Menurut Misra, dkk (2018), saat ini media sosial merupakan platform penting untuk menyebarkan informasi mengenai risiko infeksi dan pengendaliannya. Iklan TV memiliki kapasitas untuk mempengaruhi populasi besar (orang-orang yang kurang berpendidikan juga), dengan waktu yang singkat dan efektif. Dari sini masuk akal untuk mengasumsikan bahwa jumlah kumulatif iklan TV dan media sosial meningkat sebanding dengan jumlah individu yang terinfeksi dan tingkat pertumbuhannya menurun dengan meningkatnya jumlah individu yang aware karena biaya juga terlibat dalam penyiaran informasi. Kajian model yang dilakukan oleh Misra, dkk tersebut menunjukkan bahwa iklan TV dan media sosial tentang penyebaran penyakit menular berpotensi membawa perubahan perilaku masyarakat dan pengendalian penyebaran penyakit.
Menyikapi kenyataan tersebut, sekali lagi, kita dituntut untuk tidak langsung reaktif menghadapi pemberitaan seputar penyakit menular seperti COVID-19. Kita sebaiknya tidak hanya mengandalkan media sosial dalam memperoleh informasi.

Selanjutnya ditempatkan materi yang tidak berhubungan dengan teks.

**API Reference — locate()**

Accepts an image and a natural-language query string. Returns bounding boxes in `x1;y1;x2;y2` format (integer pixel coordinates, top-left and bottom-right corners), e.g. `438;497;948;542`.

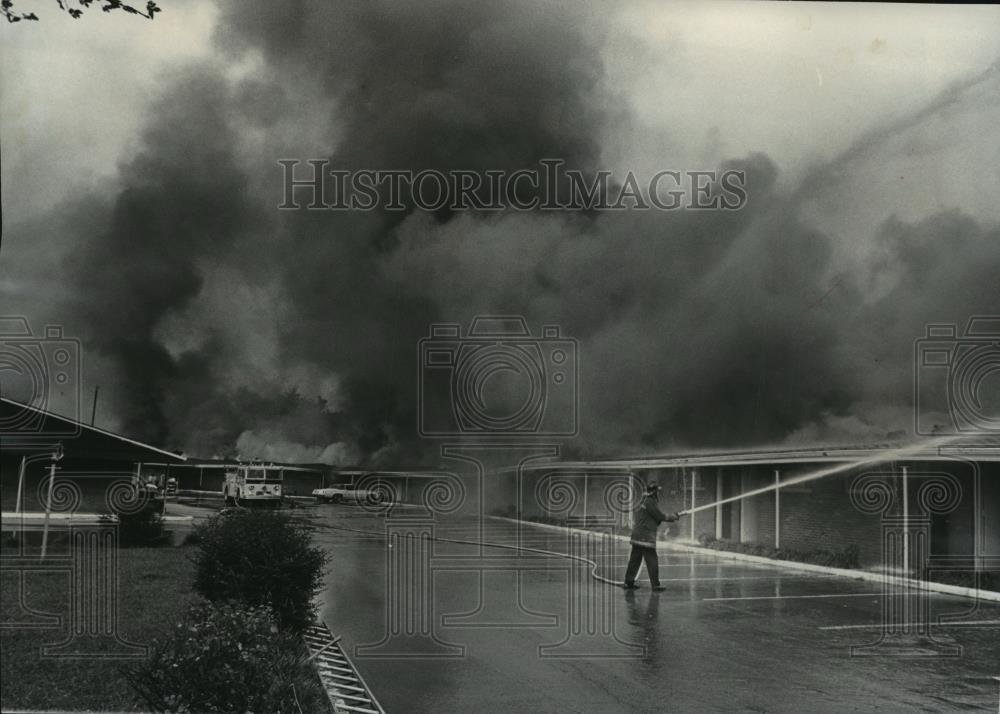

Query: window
245;468;266;481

Hal ini karena media sosial tidak memiliki kontrol dalam menginformasikan berita dibandingkan media konvensional.
Itulah sebabnya, kita harus selalu memilah dan memilih berita, juga mendukung pemerintah dalam hal peningkatan literasi agar bisa lebih cermat menyaring berita. Adanya kampanye media yang makin masif ini, para pemangku kebijakan diharapkan dapat bersinergi dengan media massa dan juga dengan berbagai pihak sehingga bisa lebih mempercepat penanganan penyebaran penyakit menular di Indonesia.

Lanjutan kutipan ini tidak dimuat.